Otro ciclo - Miguel Mesa

La base de la cabaña era el agua lluvia que recogía la cubierta y descendía por los bajantes plásticos hasta acumularse en un gran tanque de concreto. Para usarla, el agua debía bombearse diariamente a un tanque ubicado en el techo con el cuidado de no derramarla. Y el agua del mar se subía en canecas y se usaba regularmente para vaciar los sanitarios. Aunque había en su interior un mueble de cocina, una nevera y dos habitaciones para dormir, desnudarse y vestirse en privado, la mayoría de actividades de la cabaña estaban exteriorizadas: dormir en hamacas, comer en el corredor mirando el mar, cocinar en el horno de leña, ducharse al aire libre bajo la vegetación. Cada temporada se adicionaba un suelo de madera, un enchape coralino, un camino de salida al mar o al pueblecito donde vivían los nativos. La energía eléctrica, que solo se usaba de noche, provenía de una planta diesel y servía para atender la nevera, encender unos cuantos bombillos y mover los ventiladores. La noche se aprovechaba para poner música y el día para el silencio y el sonido de las olas. Era posible conseguir el propio alimento: pescar, abrir y limpiar los peces, fritarlos y comerlos con plátanos verdes. Subir al faro a mirar el océano, cuidar el jardín, nadar en el mar, ir al pueblo a comprar leche condensada en lata (el calor en el caribe la convierte en dulce de leche), bucear en el bajo coralino, sentir el viento pasar a través de los anjeos, ir a llamar por teléfono desde la única cabina, coger las naranjas agrias del árbol del vecino, amasar arepas, comer el pan de coco, los mameyes, mangos, las panelitas que vendían las nativas; pelar los cocos con machete y tomar su agua. Había tiempo para pintar peces en los muros, leer, trabajar, caminar en la playa,  acostarse a ver estrellas fugaces y admirar las artesanías locales. La isla era una mezcla de las distintas naturalezas humanas, viejas y nuevas.

Lo que está narrado arriba posiblemente es una vida artificiosa, de privilegios circunstanciales en temporada vacacional, cada quien sabrá. Es probable que si todos los seres humanos viviéramos así no habría playa suficiente, ni agua lluvia, ni cocos; somos muchos. Pero me resisto a creer que el reto de la arquitectura no continúe siendo vivir en el paraíso –y paraísos hay muchos–, trasladar sus condiciones, tareas y compromisos o parte de ellos a las ciudades y el campo, y mantenerlos.
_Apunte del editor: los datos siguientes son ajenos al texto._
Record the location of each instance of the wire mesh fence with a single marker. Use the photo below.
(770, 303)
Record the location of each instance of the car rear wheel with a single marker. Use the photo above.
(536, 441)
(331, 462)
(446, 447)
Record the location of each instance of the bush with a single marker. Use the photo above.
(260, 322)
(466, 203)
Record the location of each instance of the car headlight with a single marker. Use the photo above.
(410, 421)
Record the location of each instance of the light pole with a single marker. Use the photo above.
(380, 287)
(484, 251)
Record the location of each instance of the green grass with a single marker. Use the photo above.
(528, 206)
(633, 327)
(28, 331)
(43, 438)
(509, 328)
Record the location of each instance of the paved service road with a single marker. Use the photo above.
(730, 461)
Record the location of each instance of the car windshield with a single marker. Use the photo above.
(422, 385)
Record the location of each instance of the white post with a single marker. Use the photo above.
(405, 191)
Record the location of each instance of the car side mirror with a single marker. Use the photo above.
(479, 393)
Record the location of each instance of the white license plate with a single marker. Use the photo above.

Pero el mar estaba ganándole mucho terreno al paraíso que yo conozco, y amenazaba con tirar al suelo el gran manzanillo que estaba entre la cabaña y la playa y protegía del sol de la tarde. De común acuerdo, nativos y visitantes construyeron un  muro de contención en concreto antes del árbol, de modo que lo protegiera del golpeteo de las olas. La cosa funcionó muy bien, tanto que un par de años después al observar agrietamientos en el muro generados por el crecimiento de las raíces del árbol, todos creyeron que iba a ser necesario tumbarlo para proteger el muro. A esos extremos llegamos cuando se derrumba un ciclo y debemos aferrarnos a otro. Sin embargo, las circunstancias y el mar se adelantaron: rápidamente aparecieron derribados árbol y muro. La cabaña quedó expuesta.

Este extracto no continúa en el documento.